The Sound of Learning: Using OpenAI’s Text-to-Speech API for a Simple Dictation Game for Kids

Arun
3 min readFeb 24, 2024

Update (March 1st 2024): The code in Github has been updated to alternately use the Google text-to-speech API as well which has much better results.

Photo by Brett Jordan on Unsplash

My elementary school kids regularly get English words to practice at home for dictation. I decided to make this into a fun little game built with Python that uses OpenAI’s Text-to-Speech API to convert words into speech and then helps the kids practice their dictation.

Configuring the practice words

In order to make the game quite configurable, I started off with a simple YAML file holding some of the game configuration including the word list. OpenAI’s API supports multiple voice options and I wanted to be able to switch between the voices easily.

YAML configuration file

Reading the YAML configuration is trivial with the PyYAML package https://pyyaml.org/

Reading config in Python

Converting the words to speech

OpenAI provides a Python library openai to interact easily with all their APIs. The package simply needs the OPENAI_API_KEY environment variable to set with a API key that can be obtained from https://platform.openai.com/api-keys. Passing each of the words from the wordlist to the client.audio.speech.with_streaming_response.create API, an MP3 file can be streamed for each word. To avoid repeated invocations of the API, I cached the MP3 files but the whole operation is quite inexpensive since each word is only a few characters and using the tts-1-hd is only $0.030 / 1K characters.
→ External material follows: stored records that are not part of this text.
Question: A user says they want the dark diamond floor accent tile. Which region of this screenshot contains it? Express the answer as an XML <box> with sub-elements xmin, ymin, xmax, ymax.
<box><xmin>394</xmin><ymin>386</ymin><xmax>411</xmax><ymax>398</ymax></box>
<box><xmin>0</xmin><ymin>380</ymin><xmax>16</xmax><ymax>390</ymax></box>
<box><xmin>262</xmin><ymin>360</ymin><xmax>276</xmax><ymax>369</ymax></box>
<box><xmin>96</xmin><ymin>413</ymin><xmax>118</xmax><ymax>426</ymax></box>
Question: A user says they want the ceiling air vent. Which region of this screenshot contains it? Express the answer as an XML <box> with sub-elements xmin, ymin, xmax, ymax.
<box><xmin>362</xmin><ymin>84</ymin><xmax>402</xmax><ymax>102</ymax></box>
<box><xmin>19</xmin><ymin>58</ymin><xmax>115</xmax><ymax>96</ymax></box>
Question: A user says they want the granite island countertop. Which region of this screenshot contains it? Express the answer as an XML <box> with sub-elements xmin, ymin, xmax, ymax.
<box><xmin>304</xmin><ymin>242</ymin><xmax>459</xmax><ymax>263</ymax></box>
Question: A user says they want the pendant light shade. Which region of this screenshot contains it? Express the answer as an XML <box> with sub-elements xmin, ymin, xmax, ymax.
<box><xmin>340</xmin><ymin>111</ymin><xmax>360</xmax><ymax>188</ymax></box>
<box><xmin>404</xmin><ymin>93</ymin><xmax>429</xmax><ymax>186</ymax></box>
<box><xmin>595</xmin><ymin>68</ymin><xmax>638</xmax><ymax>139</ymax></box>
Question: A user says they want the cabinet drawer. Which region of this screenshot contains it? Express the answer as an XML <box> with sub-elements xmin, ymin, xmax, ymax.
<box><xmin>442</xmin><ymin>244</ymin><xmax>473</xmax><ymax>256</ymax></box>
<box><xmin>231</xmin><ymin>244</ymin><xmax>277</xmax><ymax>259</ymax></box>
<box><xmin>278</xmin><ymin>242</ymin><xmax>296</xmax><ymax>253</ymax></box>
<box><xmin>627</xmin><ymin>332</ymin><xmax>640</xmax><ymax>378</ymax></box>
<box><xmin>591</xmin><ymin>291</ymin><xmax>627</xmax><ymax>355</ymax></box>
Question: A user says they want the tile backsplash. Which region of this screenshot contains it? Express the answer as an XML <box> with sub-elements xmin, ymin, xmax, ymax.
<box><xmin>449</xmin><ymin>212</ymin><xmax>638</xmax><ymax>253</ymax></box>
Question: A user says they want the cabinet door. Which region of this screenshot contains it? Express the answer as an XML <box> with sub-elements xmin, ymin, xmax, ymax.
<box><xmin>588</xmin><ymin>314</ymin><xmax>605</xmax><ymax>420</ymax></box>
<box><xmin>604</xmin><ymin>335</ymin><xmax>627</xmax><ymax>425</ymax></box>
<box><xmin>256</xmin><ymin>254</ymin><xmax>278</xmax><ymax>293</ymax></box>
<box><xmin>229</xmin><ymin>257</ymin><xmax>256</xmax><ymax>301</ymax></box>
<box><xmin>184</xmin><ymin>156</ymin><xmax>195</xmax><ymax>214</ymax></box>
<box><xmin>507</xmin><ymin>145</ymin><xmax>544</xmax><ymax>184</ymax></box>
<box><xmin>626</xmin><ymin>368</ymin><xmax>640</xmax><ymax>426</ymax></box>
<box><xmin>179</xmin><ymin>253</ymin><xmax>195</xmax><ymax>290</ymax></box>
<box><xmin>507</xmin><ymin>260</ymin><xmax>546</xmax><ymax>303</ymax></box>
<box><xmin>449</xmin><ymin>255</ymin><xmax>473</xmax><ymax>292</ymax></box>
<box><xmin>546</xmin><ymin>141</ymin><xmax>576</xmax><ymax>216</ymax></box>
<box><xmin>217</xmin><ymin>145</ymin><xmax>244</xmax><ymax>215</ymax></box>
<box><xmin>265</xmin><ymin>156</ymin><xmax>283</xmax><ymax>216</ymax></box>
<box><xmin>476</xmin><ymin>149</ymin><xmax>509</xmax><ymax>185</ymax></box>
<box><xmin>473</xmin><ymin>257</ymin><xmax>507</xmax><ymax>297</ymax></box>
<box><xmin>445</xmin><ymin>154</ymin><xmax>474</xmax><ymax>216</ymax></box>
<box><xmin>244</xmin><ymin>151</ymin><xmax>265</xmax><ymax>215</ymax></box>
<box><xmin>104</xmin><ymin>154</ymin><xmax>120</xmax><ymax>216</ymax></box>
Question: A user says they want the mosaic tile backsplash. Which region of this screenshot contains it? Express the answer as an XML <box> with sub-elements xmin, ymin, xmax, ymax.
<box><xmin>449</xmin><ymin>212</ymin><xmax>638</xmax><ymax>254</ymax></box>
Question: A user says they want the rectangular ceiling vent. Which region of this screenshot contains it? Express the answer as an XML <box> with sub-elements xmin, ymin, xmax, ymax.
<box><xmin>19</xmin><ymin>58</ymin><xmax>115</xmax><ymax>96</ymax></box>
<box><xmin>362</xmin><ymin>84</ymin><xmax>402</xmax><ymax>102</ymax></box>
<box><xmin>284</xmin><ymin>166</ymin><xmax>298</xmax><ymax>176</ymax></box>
Invoking OpenAI text-to-speech API

Playing the dictation game

With the word list and the speech files, playing the dictation game is simple. Select a few words for the game, play the MP3 file and get the kids to type in their responses. For the MP3 playback, I used the Pygame Mixer API https://www.pygame.org/docs/ref/mixer.html

Playing sounds with Pygame

Putting it all together, here’s what it looks like:

Problems with OpenAI TTS

While my kids enjoy this method of practicing dictation, I found that OpenAI’s TTS API isn’t great for short words even with HD. In some cases, the words sound a bit truncated, especially if the words are too short, and some of the pronunciations are just “wrong”.

Here’s the word “jam” using the Echo voice.

The word “jam” converted by OpenAI’s TTS HD API with the Echo voice

And the word “fin” with the same voice.

The word “fin” converted by OpenAI’s TTS HD API with the Echo voice

Perhaps using some other TTS service might produce better results here.